Another way to get to the maximum of 3 points being ¾ is to think of finding 1 minus the minimum, so 1 - S1 and since S1 is ¼ you get ¾

This is one of the best descriptions of series approximations that I've seen on YT. It's great that you've given each term a qualitatively different explanation, which definitely has parallels with perturbation theory for me (while being simple enough for a general audience!). I particularly liked the graphs at the start, they really show what you gain at each step

When you say “k-th largest” I think you mean to say “k-th smallest” 18:17

At 38:15 why is it that it's multiplied by (1-2/n)? Shouldn't it be (1-1/n) ? Because the first two dices have the same values so there is only one unique value that the next dice should be different from?

1:30 yo the 1/12n reminds me of the adjustment in stirlings formula

really cool video man! funny as it is, the bit that was most confusing to me was the part you subtracted and added the 1/2. took me a few good seconds to realize what has happened there.

For this problem i'd probably have done with descriptive shorthands, like s for sides, and n for number, or d for dice

so cool >:3 nice animations btw

In the calculation of P(All Different) around 37:40 shouldn't the error term be of order O(m^3/n^2), which is not negligible when m^3 is comparable to n^2?

Yahtzee!

As a mathy person who struggles with probability beyond just crunching examples, I'm loving this! I'm at 28:07, and almost shivering with antici...pation to discover where that 12th is gonna emerge from.

With the subtraction of a uniform distribution, you introduced 0 as an outcome. The only way that would be true is if it never could happen, but it has an infinitely small probability rather than a 0 probability. You claimed an equal distribution that is not the same. It still requires an approximation. The delta at 1 can also tie the maximum as 6 - 1 = 5 - 0. This would be exceptionally rare, but not impossible. This also means that delta is ambiguous when you claim it to be a constant as two terms will have deltas and the delta for one is 1 and the delta for the other is 0. From a statistics standpoint, this is still a 0 for the probability, but it is not a 0 exactly. Yes, it is so small that it probably would be covered by the O(1/n^3), but one could argue with the equal sign.

Excellent explanation, thank you!

Why are you pointing? We can see what's on the screen. You don't need to tell us what to look at.

Could you do more on the general strategy of Ninja Proofs? I really like what you showed here.

so, we can add more terms, and they will have n^2, n^3, etc..., upto n^m terms.

18:56 correction: it's the "kth smallest", not the "kth largest", but we can just use the min-max trick from earlier. The kth largest would be (m-k)/(m+1).

10:53 Why not 1+(5*rand)?

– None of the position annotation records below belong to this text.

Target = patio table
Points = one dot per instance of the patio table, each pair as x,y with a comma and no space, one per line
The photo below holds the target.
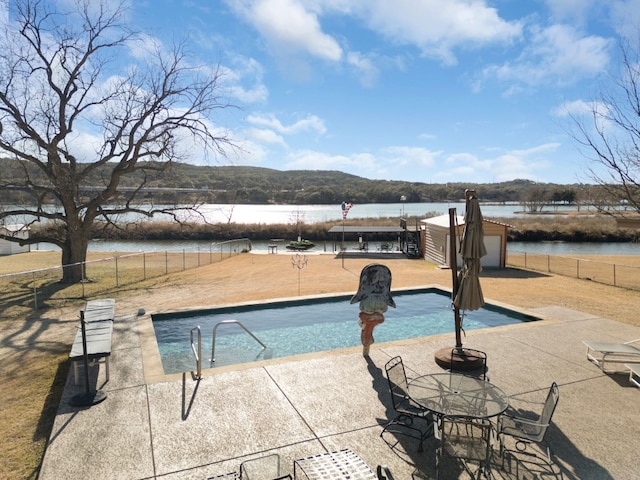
458,395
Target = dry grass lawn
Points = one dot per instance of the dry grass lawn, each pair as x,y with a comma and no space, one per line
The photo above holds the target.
34,347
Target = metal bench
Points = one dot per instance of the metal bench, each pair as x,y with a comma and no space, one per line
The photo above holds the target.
98,318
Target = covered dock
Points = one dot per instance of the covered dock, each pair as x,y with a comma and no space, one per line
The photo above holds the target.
376,238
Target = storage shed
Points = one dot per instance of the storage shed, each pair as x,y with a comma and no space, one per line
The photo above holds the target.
436,241
8,247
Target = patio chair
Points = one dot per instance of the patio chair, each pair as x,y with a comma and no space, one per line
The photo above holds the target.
469,361
526,429
384,473
465,439
404,406
601,352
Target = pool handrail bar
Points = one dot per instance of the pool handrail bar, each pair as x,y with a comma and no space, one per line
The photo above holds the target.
225,322
197,353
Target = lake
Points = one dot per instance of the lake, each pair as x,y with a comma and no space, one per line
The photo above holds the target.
289,214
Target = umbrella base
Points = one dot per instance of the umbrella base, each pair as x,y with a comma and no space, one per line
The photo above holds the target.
453,360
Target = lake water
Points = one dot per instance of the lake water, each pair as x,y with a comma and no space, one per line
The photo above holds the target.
273,214
289,214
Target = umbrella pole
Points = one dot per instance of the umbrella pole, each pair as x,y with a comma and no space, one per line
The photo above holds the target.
453,264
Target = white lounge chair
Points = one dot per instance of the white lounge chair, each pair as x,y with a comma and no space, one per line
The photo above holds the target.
602,352
634,373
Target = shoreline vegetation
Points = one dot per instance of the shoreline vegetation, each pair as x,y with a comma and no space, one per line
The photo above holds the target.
563,226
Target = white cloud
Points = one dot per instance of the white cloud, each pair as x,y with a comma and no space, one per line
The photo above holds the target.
311,123
578,108
367,71
572,11
314,160
414,156
557,54
625,18
437,27
288,27
262,135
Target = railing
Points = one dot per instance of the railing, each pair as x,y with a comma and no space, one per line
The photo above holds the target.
31,289
197,352
227,322
625,276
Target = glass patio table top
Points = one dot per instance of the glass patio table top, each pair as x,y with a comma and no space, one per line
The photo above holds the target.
458,395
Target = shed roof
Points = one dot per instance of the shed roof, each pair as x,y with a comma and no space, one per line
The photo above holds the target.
443,221
365,229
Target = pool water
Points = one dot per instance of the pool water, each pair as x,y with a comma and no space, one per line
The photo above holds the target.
310,325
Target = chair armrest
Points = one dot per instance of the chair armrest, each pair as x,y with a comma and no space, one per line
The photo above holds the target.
525,421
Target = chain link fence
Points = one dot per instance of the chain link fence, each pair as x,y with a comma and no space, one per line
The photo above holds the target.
37,288
618,275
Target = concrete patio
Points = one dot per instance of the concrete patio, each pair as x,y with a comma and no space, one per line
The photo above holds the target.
178,428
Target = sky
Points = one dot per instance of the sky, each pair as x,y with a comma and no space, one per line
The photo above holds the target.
433,91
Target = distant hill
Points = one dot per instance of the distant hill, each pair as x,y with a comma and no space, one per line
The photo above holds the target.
246,185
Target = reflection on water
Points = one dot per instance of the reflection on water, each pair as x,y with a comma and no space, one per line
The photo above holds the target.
545,248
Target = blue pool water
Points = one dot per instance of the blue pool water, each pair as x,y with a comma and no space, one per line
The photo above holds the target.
310,325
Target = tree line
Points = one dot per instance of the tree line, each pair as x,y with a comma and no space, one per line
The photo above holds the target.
190,184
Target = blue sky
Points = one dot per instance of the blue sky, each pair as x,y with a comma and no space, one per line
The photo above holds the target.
433,91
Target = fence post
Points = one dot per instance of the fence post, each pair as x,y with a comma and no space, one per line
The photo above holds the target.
35,292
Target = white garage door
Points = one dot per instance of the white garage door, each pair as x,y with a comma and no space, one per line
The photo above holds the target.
492,258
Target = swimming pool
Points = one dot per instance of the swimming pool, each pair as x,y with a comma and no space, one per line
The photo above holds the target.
309,325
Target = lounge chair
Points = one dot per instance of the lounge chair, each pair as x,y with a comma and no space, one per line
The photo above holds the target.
526,426
602,352
634,373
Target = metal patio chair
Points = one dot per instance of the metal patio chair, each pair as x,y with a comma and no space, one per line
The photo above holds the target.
465,439
404,406
526,429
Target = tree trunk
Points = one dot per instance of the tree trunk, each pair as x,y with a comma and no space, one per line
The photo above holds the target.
74,256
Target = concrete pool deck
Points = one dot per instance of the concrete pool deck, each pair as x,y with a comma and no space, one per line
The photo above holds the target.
185,429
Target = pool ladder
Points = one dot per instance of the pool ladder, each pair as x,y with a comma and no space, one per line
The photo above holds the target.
196,348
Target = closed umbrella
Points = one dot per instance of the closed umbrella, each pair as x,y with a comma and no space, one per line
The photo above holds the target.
472,249
466,292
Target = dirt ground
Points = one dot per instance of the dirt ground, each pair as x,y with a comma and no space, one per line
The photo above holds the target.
33,350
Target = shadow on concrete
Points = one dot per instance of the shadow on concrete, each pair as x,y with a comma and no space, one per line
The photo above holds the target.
187,409
511,273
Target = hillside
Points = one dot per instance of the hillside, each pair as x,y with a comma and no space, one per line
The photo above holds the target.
185,183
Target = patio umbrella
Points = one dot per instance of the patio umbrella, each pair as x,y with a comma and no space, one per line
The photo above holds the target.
472,249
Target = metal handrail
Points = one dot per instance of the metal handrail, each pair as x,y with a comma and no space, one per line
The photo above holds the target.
225,322
197,353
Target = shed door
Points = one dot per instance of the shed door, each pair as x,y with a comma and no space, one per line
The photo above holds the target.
492,258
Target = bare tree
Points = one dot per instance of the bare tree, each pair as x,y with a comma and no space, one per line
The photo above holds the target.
610,136
70,111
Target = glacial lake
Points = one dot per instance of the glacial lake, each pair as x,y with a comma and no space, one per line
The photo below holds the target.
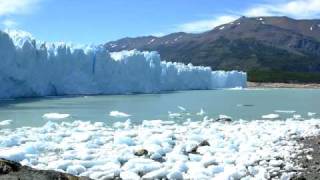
247,104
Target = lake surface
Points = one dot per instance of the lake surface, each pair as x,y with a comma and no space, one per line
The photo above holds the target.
246,104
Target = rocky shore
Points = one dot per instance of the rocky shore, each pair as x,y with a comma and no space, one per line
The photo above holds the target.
282,85
10,170
309,160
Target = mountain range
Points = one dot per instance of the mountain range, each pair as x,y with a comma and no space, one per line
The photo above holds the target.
278,49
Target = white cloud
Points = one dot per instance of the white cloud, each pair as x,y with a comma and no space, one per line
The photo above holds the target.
292,8
9,7
8,23
205,25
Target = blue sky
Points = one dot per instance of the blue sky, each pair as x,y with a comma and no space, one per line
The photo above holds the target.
99,21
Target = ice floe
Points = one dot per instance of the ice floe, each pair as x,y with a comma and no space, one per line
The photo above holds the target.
270,116
5,122
118,114
53,116
285,111
159,149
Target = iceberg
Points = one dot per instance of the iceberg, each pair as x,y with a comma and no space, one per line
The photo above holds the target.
34,68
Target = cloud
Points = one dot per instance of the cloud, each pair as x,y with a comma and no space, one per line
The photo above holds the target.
10,7
8,23
205,25
292,8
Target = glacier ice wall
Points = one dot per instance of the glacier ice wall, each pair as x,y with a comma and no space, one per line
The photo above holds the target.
29,68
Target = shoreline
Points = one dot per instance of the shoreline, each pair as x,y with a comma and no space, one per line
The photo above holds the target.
253,85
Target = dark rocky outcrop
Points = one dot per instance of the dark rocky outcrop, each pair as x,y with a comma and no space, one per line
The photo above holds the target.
10,170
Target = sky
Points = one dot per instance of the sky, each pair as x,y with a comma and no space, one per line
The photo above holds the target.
100,21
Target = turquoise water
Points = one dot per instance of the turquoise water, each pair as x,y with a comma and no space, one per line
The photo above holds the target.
239,104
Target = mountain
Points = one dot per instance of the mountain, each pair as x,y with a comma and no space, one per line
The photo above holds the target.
262,46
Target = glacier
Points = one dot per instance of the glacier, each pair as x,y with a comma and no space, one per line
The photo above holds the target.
32,68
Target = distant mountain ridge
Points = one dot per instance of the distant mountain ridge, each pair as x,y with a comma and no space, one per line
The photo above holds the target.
248,44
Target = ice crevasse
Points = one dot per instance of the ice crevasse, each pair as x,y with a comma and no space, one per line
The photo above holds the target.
30,68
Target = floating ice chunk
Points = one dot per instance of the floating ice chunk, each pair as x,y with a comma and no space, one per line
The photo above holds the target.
297,117
123,139
141,166
310,114
13,154
201,112
174,115
55,116
222,116
76,169
157,174
128,175
270,116
182,108
175,175
5,122
118,114
285,111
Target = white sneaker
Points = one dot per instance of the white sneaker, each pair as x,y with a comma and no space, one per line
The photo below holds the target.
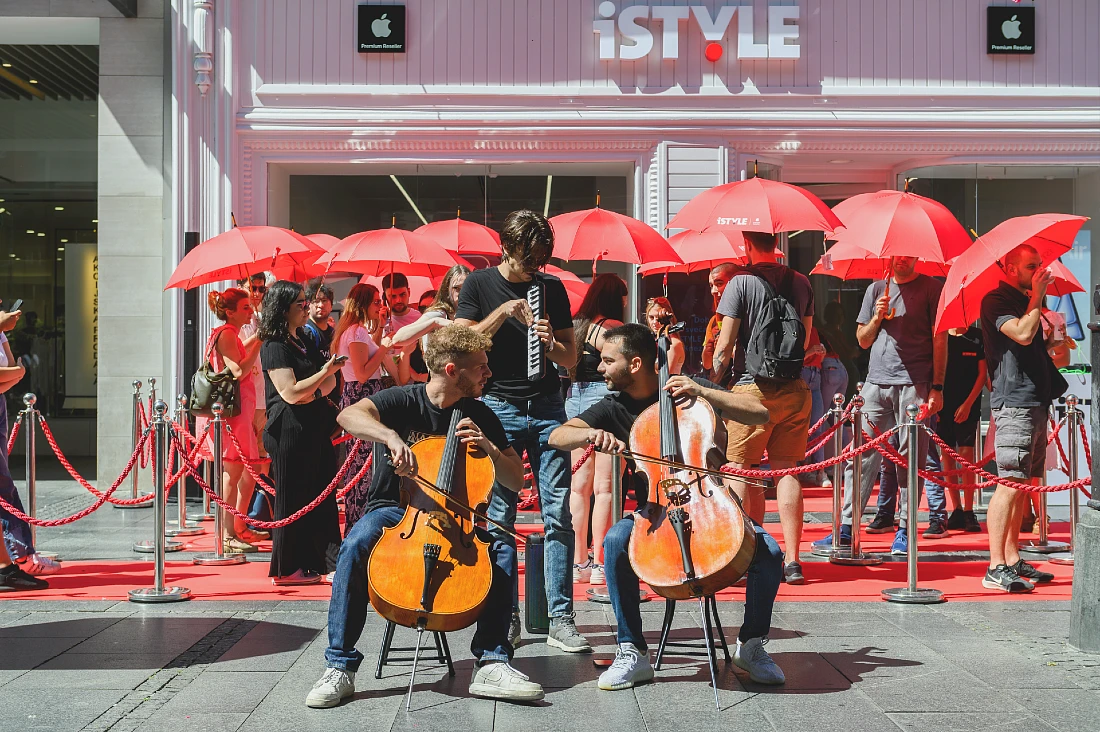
597,575
630,668
336,686
39,565
515,629
751,657
499,680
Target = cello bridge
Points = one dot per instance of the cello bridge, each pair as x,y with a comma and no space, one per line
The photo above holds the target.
675,491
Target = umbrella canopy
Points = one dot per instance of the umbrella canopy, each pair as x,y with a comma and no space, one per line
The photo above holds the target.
847,261
596,233
382,251
575,287
462,237
978,271
756,205
900,224
1064,281
238,253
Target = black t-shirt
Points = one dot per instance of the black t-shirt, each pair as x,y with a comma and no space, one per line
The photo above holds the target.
408,412
1021,374
485,291
964,353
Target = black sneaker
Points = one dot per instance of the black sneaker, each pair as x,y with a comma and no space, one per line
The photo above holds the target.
1031,572
14,579
1005,579
880,525
792,574
936,530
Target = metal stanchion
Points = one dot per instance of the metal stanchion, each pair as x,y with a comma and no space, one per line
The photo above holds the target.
912,593
1073,417
180,525
219,557
837,480
158,592
854,555
136,438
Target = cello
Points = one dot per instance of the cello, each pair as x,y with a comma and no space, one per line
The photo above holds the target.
431,571
692,538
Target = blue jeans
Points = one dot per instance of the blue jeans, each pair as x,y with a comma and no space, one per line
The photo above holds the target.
17,532
766,575
888,483
528,426
348,605
813,378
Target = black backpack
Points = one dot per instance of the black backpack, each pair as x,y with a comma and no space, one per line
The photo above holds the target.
777,346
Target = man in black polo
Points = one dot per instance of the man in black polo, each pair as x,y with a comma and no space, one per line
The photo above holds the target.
1022,374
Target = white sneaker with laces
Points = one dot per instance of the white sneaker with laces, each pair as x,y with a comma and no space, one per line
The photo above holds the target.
499,680
333,687
39,565
751,657
630,668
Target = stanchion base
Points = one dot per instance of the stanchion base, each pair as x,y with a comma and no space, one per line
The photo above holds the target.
845,557
602,596
1033,546
153,594
223,560
149,547
147,504
921,596
186,531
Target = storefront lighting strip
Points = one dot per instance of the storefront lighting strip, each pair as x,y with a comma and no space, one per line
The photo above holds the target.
408,198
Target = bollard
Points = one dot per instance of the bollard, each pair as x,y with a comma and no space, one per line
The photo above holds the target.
158,592
1043,544
182,527
854,555
219,557
136,438
912,593
1073,418
837,479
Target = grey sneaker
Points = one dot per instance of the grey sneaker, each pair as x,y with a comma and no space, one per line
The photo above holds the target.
499,680
751,657
564,635
333,687
630,668
515,629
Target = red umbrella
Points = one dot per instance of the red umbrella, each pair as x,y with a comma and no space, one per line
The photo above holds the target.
756,205
978,271
900,224
575,287
1064,281
848,261
462,237
597,233
382,251
237,253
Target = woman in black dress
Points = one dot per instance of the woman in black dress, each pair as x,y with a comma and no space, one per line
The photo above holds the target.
300,421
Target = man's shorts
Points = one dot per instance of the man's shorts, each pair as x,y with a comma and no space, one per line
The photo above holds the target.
1020,441
787,432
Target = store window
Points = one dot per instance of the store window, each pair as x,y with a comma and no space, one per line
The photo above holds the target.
48,102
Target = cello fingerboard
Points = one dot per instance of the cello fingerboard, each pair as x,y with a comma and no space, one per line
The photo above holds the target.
535,350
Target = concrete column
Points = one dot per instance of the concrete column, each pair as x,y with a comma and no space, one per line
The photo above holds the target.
132,339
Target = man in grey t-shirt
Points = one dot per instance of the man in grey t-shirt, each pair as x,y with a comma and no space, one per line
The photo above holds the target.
906,367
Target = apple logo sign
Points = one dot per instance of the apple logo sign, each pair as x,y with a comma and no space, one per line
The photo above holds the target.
381,28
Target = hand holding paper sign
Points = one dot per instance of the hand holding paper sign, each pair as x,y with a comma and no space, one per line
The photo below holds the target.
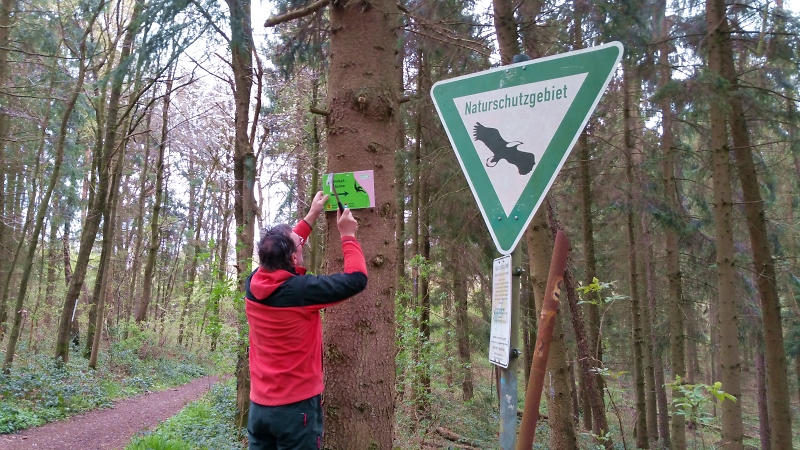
351,190
335,194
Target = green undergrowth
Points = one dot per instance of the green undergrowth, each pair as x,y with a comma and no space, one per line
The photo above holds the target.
39,389
207,423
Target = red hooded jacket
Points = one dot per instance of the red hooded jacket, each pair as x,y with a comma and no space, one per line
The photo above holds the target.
283,311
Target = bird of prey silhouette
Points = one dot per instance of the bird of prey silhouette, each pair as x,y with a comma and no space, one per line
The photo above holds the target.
357,187
502,149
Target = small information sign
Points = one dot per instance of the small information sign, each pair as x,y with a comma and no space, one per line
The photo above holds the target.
356,189
500,338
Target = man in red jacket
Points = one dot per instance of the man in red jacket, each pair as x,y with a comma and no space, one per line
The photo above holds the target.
283,305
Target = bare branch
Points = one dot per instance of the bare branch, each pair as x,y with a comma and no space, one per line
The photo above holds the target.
321,112
302,12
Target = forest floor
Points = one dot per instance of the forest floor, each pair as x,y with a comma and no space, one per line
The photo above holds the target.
110,428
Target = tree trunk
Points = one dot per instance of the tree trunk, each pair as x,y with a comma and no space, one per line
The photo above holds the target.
7,7
728,324
633,274
677,435
44,205
244,168
139,226
152,248
460,294
657,366
96,209
763,262
192,269
362,133
764,424
104,269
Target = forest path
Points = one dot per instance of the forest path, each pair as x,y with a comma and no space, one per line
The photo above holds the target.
110,428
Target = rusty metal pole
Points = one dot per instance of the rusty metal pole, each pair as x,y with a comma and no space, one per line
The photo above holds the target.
547,321
508,376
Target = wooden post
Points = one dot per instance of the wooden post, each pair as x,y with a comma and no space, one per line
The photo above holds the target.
508,376
547,321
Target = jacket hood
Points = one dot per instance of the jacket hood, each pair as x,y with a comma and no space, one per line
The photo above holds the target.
263,283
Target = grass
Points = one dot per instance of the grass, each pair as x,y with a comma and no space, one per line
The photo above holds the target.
39,389
206,424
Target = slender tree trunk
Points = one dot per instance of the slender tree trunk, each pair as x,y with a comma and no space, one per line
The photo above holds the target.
763,262
44,205
222,268
636,314
152,249
7,7
764,424
192,269
728,325
104,269
139,226
460,294
590,263
244,168
364,127
658,365
93,216
677,435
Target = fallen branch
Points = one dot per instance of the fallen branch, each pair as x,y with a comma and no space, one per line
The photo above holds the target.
450,436
302,12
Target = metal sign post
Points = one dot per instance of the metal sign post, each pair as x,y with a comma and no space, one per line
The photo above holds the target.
508,375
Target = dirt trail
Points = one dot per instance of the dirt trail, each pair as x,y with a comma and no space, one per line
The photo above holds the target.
110,428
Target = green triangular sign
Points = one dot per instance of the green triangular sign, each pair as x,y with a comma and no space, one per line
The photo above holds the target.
513,127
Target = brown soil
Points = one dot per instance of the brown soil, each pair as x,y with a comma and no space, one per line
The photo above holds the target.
109,428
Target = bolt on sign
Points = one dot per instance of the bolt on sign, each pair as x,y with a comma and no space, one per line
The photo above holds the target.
356,190
512,128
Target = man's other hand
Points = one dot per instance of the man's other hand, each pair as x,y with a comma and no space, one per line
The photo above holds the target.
346,223
317,205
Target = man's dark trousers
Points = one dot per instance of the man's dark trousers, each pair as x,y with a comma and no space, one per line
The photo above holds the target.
296,426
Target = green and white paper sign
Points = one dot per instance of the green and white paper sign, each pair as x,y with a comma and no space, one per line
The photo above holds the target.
356,189
513,127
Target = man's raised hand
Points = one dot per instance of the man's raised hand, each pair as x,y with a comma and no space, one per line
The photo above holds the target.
346,223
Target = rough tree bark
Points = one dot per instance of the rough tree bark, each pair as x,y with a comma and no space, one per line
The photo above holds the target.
363,128
152,248
633,274
728,322
677,436
97,207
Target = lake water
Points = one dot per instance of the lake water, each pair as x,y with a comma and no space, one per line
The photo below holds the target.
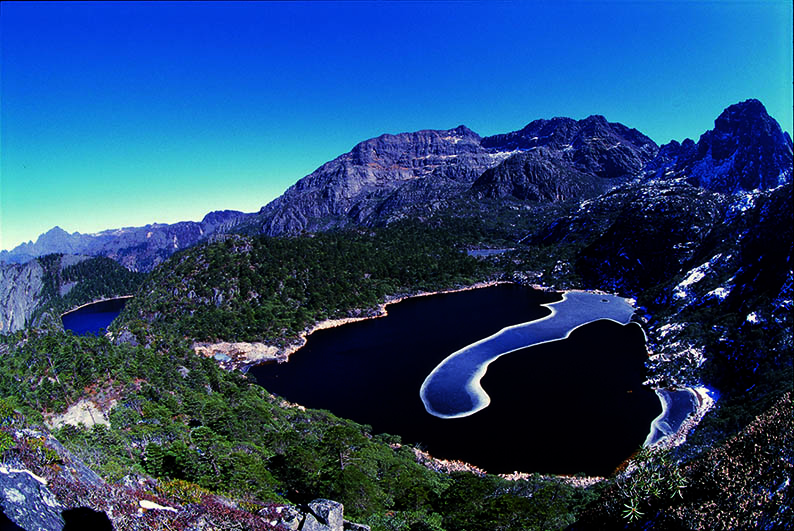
93,318
565,407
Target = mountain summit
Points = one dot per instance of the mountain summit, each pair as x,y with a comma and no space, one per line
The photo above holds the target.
746,150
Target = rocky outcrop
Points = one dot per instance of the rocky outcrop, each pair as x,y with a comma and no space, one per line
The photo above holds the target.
27,501
20,293
657,231
379,177
538,175
747,150
392,176
326,515
592,146
136,248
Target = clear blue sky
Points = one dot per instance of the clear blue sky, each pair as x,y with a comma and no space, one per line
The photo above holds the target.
123,114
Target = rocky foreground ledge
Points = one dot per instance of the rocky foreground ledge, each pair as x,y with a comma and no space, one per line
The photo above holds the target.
45,487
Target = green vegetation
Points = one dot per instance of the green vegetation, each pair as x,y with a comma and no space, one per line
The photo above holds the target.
64,288
253,289
180,418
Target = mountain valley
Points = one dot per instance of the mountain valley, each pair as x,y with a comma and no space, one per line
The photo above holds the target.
698,234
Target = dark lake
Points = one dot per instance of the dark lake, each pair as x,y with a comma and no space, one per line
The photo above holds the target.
93,318
565,407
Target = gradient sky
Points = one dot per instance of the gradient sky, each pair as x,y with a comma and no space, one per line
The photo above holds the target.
123,114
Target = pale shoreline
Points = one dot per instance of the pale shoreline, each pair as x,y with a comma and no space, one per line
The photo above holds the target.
242,356
97,301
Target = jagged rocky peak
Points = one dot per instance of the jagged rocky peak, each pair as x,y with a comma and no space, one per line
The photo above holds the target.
353,187
747,150
562,159
220,219
593,145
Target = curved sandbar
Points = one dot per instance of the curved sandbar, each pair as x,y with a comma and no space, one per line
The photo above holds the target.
453,388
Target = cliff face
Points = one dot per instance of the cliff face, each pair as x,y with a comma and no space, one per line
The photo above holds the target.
136,248
746,150
20,292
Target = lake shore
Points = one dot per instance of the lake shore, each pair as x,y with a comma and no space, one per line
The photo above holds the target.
242,356
678,416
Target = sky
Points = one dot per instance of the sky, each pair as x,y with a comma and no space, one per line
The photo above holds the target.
124,114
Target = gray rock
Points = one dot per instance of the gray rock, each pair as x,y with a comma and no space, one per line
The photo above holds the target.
28,502
20,293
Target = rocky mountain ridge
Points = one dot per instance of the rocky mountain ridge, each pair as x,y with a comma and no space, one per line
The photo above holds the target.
408,174
136,248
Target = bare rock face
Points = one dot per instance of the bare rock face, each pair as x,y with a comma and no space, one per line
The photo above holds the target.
747,150
136,248
379,177
27,501
20,292
538,175
592,146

It should be impossible to ever get zero with any n-sided die.

Does the 0 to 1 range of the uniform random variables include both 0 and 1? When you "round up", you use the ceiling notation. If your uniform random number happens to be 0 and you multiply that by the number of sides on a die, then you'd get 0, which is not a valid roll. Likewise, if you got a 1 but the delta that you subtract is also 1, you'd also get a 0. Rounding 0 up to 1 to make it a valid roll adds a minuscule bias, making a roll of 1 ever so slightly more likely than any other value. Since the goal is to improve an approximation that's already ignoring very small terms, perhaps this doesn't matter. But I'm not a mathematician, so maybe I'm wrong about how that endpoints of the uniform random variables affect the reasoning.

Didn't you mean: _X_ ≈ _floor(nU +1)_ _nU_ is going to be a value [ 0, _n_ ), or is this why you say approximately equal? Edit: hmm, I should have just watched further.

Really thoughtful explanation of fundamental ideas. The reason to use of equations involving random variables is totally clear. It is clear that random variables are just functions, not themselves random, but some probability over omega is *pushed through* the random variable function, leading to the possibility of calculating expected values, probability mass/density vs values, and, one is led to presume, calculation of statistics in general. What a treat!

Great video! As always! On a side note, here's a link to a video that also proves the general formula for Matt Parker's max-of-dice conjecture. This video shows the exact probability distribution for any n and m, which an exact mean value can be calculated. kzbin.info/www/bejne/aJTLhaeZord0qbcsi=ZiyYxadGX2axbuJZ

Great presentation, that was surprisingly easy to follow.